Transplantation of a tissue engineered cardiac pacemaker (TECP) may represent a novel therapy for cardiac sinus node dysfunction. We previously reported that cardiac progenitor cells (CPCs) derived from embryonic heart tubes could differentiate into cardiac pacemaking cells after endothelin-1 treatment. We aimed to examine the feasibility of TECP fabricated from CPCs-derived pacemaking cells and vascularization of TECP fabricated from CPCs-derived pacemaking cells and endothelial progenitor cells (EPCs) in vitro and in vivo implantation.Main methods:
TECP created using CPCs-derived pacemaking cells and vTECP created by mixing CPCs and EPCs in vitro were implanted into rat hearts. Sinus node damaged was induced by formaldehyde insult.Key results:
Spontaneous beating tissues, namely TECP, were obtained after seeding CPCs-derived pacemaking cells into Matrigel. ECG and epicardial multielectrode array (MEA) measurements confirmed implanted TECP have electrical activity. TECP implantation promoted individual survival in sinus node damage models (15/22 animals lived versus 0/17 control). vTECP fabricated by mixing the both EPCs and CPCs-derived pacemaking cells with Matrigel in equal proportions optimally formed pre-vascularization in vitro.

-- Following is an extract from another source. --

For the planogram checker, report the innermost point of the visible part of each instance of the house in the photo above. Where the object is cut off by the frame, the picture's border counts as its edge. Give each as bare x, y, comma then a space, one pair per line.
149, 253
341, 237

The implantation of vTECP enhanced electrical activity in vivo, which may correlate with increased vascularization. PI3K-Akt-VEGF/VEGFR signaling was involved with vascular ingrowth in vTECP.Significance:
Our data supports the therapeutic potential of TECP fabricated with the CPCs-derived pacemaking cells for sinus node dysfunction. Vascularization by the addition of EPCs is an important factor to sustain viability of the TECP in vivo.